Updated on June 04, 2022

Comments

  • rupertmulrenan
    rupertmulrenan about 2 years

    I'm trying to get into the habit of writing unit tests, I've written a few before but they've usually been quite basic...I'd like to start making a move to TDD as i want to improve the quality of my code (design and structure) - reducing coupling, while at the same time hopefully reduce number of regressions which slip through to a testable build.

    I have taken a relatively simple project i work on to begin with. The resultant program watches a folder and then acts on files within this folder.

    Here is a typical example of some code extracted from the project:

    private string RestoreExtension(String file)
        {
            var unknownFile = Path.GetFileName(file);
            var ignoreDir = Path.GetDirectoryName(file) + "\\Unknown";
            string newFile;
    
            //We need this library for determining mime
            if (CheckLibrary("urlmon.dll"))
            {
                AddLogLine("Attempting to restore file extension");
                var mime = GetMimeType(BufferFile(file, 256));
                var extension = FileExtensions.FindExtension(mime);
                if (!String.IsNullOrEmpty(extension))
                {
                    AddLogLine("Found extension: " + extension);
                    newFile = file + "." + extension;
                    File.Move(file, newFile);
                    return newFile;
                }
            }
            else
            {
                AddLogLine("Unable to load urlmon.dll");
            }
    
            AddLogLine("Unable to restore file extension");
    
            if (!Directory.Exists(ignoreDir))
            {
                Directory.CreateDirectory(ignoreDir);
            }
            var time = DateTime.Now;
            const string format = "dd-MM-yyyy HH-mm-ss";
    
            newFile = ignoreDir + "\\" + unknownFile + "-" + time.ToString(format);
            File.Move(file, newFile);
    
            return String.Empty;
        }
    

    Questions :

    How can i test a method using IO? I don't really want to be using a real file as this would be slow (and more of an integration test?), but i cant really see another way.
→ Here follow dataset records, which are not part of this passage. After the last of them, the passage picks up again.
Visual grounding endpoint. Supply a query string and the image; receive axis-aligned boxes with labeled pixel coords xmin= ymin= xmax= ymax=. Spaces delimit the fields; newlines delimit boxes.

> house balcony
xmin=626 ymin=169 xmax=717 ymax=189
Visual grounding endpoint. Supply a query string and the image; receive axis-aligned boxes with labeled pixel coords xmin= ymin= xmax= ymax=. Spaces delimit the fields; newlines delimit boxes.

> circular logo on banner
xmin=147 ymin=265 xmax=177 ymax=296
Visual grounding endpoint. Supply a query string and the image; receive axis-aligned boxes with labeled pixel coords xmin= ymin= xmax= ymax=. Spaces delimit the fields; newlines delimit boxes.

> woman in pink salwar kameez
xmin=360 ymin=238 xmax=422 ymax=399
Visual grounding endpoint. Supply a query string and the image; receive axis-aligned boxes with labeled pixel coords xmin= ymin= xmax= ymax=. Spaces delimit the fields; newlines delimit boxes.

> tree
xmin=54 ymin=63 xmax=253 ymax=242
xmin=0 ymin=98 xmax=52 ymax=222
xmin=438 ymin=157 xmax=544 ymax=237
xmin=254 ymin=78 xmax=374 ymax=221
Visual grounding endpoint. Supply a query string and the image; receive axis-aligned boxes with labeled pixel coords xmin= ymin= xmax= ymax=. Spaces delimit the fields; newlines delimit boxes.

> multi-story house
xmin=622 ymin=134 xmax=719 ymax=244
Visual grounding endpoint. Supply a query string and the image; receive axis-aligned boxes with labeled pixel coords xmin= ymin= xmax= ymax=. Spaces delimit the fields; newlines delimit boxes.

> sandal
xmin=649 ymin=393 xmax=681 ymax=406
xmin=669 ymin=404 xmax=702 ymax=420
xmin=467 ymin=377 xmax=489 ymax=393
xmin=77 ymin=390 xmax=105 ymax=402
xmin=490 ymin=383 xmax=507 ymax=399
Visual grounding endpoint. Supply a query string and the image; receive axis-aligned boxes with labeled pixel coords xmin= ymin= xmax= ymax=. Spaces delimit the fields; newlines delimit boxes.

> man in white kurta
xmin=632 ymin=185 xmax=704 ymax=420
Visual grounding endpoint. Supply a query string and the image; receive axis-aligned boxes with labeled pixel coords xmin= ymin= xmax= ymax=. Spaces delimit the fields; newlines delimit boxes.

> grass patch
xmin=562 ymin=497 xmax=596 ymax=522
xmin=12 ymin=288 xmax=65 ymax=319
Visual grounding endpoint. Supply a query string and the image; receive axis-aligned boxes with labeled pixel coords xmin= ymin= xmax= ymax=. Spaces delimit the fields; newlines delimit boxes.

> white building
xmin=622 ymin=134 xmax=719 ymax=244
I could add a switchable IO abstraction layer, but this sounds to me like it may unnecessarily complicate code...

    Is a project like this worth unit testing? By that i mean, is it too simple. Once you strip out .Net and 3rd party library calls there is not much left...So is it a case that the amount of work to make it testable means its not a good candidate to test?

    A lot of the methods in this project are private, as this project happens to be a windows service. I've read you should only really test methods which are externally visible (public or exposed through an interface), it is unlikely in this case however that i want to expose any of my own methods. So is this project worth testing (as id probably need to either change method access modifiers to public or add some attributes so that NUnit can see them)?